Some might see this as an essentially immature, even frivolous way of interacting with the world, and they would have a point. But then, there’s always been a gullible, foolish side to we Americans. For every stern Puritan or Quaker looking to fulfill his side of his pact with God through hard work and moral rectitude, there’s always been some other American trying to strike it rich by putting slaves to work, panning for gold, or strip-mining a state. We tear and rage at the world, build up cities as great as Detroit or New Orleans, then rip them down again. We can go to the moon, or reverse the course of a river, or make a prairie into the Dust Bowl, there’s just no telling.

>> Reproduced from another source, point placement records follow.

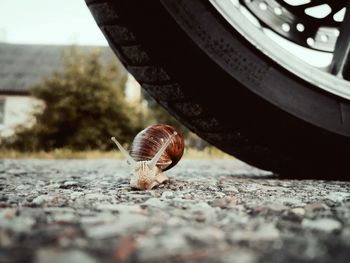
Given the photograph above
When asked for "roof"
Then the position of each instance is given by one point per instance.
(22, 66)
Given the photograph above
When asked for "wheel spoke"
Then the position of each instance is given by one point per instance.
(340, 65)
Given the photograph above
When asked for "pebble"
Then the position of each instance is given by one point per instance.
(96, 196)
(327, 225)
(154, 202)
(212, 211)
(41, 199)
(76, 195)
(267, 232)
(125, 223)
(168, 195)
(55, 256)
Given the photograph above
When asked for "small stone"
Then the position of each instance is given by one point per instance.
(315, 207)
(338, 196)
(69, 184)
(154, 202)
(76, 195)
(224, 202)
(158, 248)
(167, 195)
(125, 224)
(324, 224)
(41, 199)
(266, 232)
(18, 224)
(298, 211)
(57, 256)
(120, 208)
(230, 188)
(207, 235)
(96, 196)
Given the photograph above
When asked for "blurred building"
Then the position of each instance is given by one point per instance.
(21, 67)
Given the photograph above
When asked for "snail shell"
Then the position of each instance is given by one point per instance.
(148, 142)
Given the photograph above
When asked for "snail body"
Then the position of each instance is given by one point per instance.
(153, 151)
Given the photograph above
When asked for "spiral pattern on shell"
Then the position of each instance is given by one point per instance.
(148, 142)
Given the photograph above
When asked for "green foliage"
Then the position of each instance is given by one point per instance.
(84, 105)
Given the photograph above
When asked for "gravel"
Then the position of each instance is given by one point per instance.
(209, 211)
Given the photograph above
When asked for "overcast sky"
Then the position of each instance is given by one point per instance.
(48, 22)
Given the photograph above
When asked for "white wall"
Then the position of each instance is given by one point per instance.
(18, 110)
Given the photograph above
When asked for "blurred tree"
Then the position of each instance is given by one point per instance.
(84, 105)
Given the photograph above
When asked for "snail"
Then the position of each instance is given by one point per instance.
(154, 150)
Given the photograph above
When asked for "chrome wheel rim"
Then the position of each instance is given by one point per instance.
(332, 75)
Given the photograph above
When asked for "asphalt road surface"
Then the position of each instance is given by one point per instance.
(210, 211)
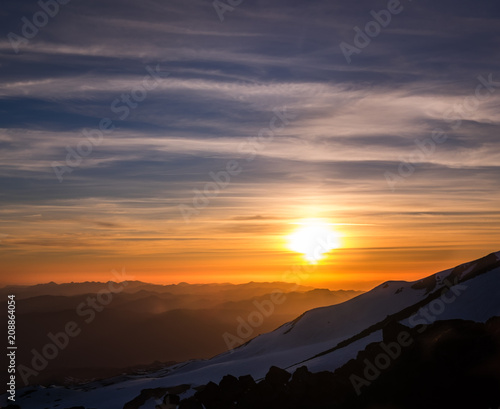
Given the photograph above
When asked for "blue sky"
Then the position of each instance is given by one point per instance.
(215, 85)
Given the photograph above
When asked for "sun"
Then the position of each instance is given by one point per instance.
(314, 239)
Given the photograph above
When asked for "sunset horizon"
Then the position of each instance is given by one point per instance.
(235, 204)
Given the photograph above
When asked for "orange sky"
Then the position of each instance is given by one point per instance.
(62, 244)
(314, 135)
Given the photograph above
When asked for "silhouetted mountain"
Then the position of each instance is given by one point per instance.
(429, 343)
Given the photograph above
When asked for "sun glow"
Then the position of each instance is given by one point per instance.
(314, 239)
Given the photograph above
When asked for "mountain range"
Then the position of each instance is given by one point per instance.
(342, 355)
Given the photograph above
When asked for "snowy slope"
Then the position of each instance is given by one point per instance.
(313, 338)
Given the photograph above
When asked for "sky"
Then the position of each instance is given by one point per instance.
(185, 140)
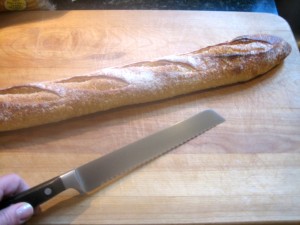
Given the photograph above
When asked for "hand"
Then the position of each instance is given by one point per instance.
(18, 213)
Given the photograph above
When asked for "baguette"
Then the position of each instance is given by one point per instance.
(239, 60)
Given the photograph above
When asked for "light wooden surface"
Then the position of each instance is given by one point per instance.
(245, 170)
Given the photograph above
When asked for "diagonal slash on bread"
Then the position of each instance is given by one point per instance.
(239, 60)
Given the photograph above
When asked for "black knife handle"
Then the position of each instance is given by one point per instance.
(36, 195)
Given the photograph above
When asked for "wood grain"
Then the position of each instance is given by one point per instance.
(245, 170)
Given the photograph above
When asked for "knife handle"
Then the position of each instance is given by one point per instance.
(36, 195)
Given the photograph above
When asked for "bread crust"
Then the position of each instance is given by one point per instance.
(239, 60)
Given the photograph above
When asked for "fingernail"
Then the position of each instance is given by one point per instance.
(24, 212)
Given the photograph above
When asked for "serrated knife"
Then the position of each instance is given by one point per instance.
(98, 172)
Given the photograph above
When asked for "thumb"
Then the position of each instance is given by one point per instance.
(16, 214)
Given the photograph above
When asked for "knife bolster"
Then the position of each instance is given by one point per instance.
(71, 180)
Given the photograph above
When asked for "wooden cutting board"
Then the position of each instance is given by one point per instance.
(245, 170)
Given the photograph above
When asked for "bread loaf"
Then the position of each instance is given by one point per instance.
(231, 62)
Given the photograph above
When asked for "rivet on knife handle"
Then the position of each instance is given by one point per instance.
(99, 171)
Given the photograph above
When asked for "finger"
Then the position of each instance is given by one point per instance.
(16, 214)
(11, 184)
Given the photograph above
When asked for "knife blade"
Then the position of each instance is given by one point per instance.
(98, 172)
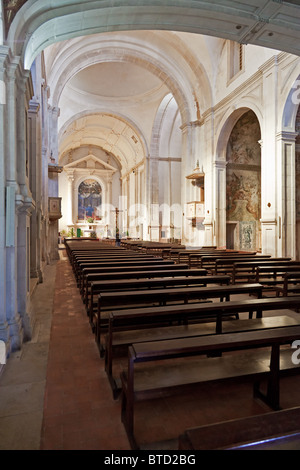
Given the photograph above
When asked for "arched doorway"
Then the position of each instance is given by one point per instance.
(243, 185)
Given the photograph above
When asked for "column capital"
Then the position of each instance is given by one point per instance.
(287, 136)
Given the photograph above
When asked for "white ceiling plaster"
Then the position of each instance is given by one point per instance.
(115, 80)
(269, 23)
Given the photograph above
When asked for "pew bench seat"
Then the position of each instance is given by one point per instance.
(162, 368)
(124, 331)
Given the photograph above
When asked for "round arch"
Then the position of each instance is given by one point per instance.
(228, 122)
(136, 144)
(171, 62)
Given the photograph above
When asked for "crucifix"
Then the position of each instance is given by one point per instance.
(117, 211)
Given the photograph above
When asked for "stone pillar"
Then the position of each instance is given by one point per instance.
(15, 200)
(70, 199)
(286, 194)
(269, 162)
(35, 177)
(24, 94)
(23, 264)
(191, 142)
(219, 217)
(4, 329)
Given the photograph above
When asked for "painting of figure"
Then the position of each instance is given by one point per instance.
(89, 200)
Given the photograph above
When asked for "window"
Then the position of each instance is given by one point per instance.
(236, 59)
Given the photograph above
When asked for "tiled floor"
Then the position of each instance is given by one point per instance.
(54, 395)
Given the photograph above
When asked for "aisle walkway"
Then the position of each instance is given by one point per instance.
(54, 393)
(79, 412)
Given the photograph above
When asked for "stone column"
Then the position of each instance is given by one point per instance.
(4, 329)
(269, 162)
(191, 138)
(70, 198)
(35, 187)
(219, 218)
(14, 200)
(286, 194)
(24, 93)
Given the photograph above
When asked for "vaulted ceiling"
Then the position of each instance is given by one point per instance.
(268, 23)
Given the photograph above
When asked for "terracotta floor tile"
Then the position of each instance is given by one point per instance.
(79, 410)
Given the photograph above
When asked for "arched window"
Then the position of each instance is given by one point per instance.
(89, 200)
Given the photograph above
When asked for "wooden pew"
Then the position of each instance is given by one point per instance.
(245, 271)
(128, 327)
(208, 261)
(77, 261)
(92, 274)
(96, 287)
(170, 376)
(117, 265)
(225, 265)
(159, 297)
(291, 284)
(276, 430)
(273, 276)
(82, 263)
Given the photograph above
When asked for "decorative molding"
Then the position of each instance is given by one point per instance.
(10, 9)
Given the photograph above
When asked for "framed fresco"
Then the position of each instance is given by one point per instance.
(89, 200)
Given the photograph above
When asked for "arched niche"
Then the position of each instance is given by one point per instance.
(243, 184)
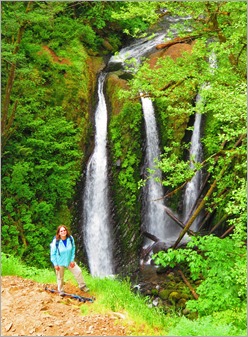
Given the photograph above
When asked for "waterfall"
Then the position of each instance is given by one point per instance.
(193, 186)
(156, 221)
(96, 213)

If you believe there should be a limit to all of this creative destruction—not to mention the destructive destruction—and that it takes too great a toll in human lives and natural resources and yes, Mitt, the balance of the planet itself . . . well then, you’re not alone. You’re probably still, in fact, in the true silent majority of the American people—the real American exceptionalists, who understand that anything exceptional must be earned and not simply asserted. Who wonder at the glory of the land around us, and the opportunity we have been given.

Yet even the greatest hopes need somewhere to alight. Jeff Madrick, in Age of Greed, writes of how President Jimmy Carter—who will appear by video in Charlotte—decided to hire Paul Volcker as head of the Federal Reserve in 1979 even though Volcker told Carter he would pursue policies designed to reduce inflation by contracting the economy and jacking up unemployment in the last year of his term. The president told Volcker to go right ahead—and had the American people known of their conversation, they would have voted Carter out of office by an even wider margin than they actually did. No Democrat has made the original appointment of a Fed chair since.

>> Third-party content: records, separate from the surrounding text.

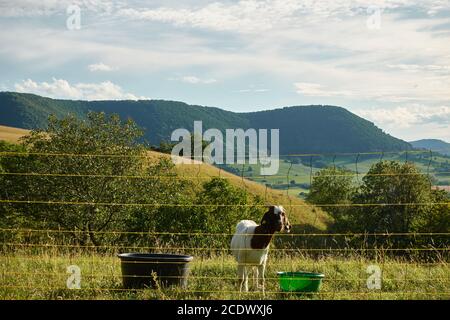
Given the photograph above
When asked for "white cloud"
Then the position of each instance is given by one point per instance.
(194, 80)
(317, 90)
(60, 88)
(100, 67)
(33, 8)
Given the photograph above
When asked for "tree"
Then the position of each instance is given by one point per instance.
(394, 198)
(97, 172)
(223, 205)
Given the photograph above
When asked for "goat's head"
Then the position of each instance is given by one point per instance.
(275, 218)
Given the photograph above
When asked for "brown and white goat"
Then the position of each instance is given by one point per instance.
(250, 244)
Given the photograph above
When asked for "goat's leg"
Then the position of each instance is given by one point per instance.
(241, 276)
(256, 277)
(261, 270)
(246, 278)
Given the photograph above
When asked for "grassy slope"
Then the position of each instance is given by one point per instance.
(44, 276)
(11, 134)
(299, 212)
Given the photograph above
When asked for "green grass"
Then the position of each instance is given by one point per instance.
(301, 173)
(43, 276)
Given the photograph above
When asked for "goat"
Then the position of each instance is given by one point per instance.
(250, 244)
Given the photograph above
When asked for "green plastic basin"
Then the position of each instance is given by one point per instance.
(300, 281)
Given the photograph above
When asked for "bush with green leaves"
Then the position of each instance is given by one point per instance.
(97, 175)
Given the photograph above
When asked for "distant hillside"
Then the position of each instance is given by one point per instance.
(303, 129)
(433, 145)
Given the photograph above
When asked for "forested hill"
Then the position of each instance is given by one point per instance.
(303, 129)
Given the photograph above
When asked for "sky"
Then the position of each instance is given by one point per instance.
(385, 60)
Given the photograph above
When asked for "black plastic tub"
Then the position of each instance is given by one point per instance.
(140, 270)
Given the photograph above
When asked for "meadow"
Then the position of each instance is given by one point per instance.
(44, 275)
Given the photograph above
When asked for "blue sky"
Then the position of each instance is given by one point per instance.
(387, 61)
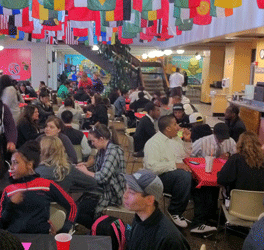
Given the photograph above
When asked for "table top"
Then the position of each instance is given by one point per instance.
(82, 242)
(198, 171)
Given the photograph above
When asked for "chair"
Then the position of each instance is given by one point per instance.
(57, 216)
(78, 150)
(245, 208)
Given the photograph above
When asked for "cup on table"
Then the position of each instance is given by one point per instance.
(209, 160)
(63, 241)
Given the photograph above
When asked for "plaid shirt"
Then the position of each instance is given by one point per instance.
(109, 170)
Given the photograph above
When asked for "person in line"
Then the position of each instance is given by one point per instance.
(55, 127)
(120, 104)
(77, 137)
(140, 103)
(44, 107)
(108, 169)
(25, 204)
(235, 124)
(27, 127)
(198, 128)
(164, 154)
(145, 129)
(151, 229)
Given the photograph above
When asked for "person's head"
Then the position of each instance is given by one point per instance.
(44, 96)
(100, 135)
(25, 160)
(231, 112)
(67, 116)
(54, 126)
(141, 95)
(9, 241)
(153, 110)
(249, 147)
(30, 113)
(168, 125)
(178, 111)
(53, 154)
(143, 190)
(221, 132)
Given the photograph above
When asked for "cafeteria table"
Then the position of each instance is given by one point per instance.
(82, 242)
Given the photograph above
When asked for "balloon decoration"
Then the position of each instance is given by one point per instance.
(93, 21)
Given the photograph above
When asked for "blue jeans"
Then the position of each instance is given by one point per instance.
(178, 183)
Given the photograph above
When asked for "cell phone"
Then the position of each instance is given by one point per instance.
(194, 162)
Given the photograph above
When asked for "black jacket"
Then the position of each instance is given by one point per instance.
(155, 233)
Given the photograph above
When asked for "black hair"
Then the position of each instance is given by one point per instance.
(67, 116)
(9, 241)
(164, 122)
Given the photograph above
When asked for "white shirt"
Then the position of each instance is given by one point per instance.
(176, 80)
(207, 145)
(161, 154)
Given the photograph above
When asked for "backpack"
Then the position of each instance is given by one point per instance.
(111, 226)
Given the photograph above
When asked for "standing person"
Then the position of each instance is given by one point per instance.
(28, 125)
(235, 124)
(176, 79)
(151, 229)
(108, 170)
(9, 96)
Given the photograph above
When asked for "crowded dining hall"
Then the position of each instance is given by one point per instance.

Bill Clinton came to office promising tax cuts for working Americans and universal, affordable health care . . . and left signing both the safety net and our financial safeguards out of existence. Barack Obama has already attempted to sign away our right of habeas corpus, signed into law a health care “reform” designed by a right-wing think tank, and promised to make us all work more years, for lower benefits, in the future.

There is a terrible weariness brought on by such repeated betrayals, a gnawing conviction that one will never see any of those wonderful liberal solutions Democratic politicians pretend to support during election campaigns. In this thirty-year game of bait-and-switch, it doesn’t much matter that more and more Americans support single-payer health care, or gay marriage, or a progressive tax code. It doesn’t even matter that more of us than ever are people of color, or women, or immigrants. In the end, Americans of all kinds find themselves beaten down to little more than their basic desire to hope and believe. And hope and faith, in however juvenile or false or absurd a form, is what Republicans always have to offer. What, in 2012, does Barack Obama have?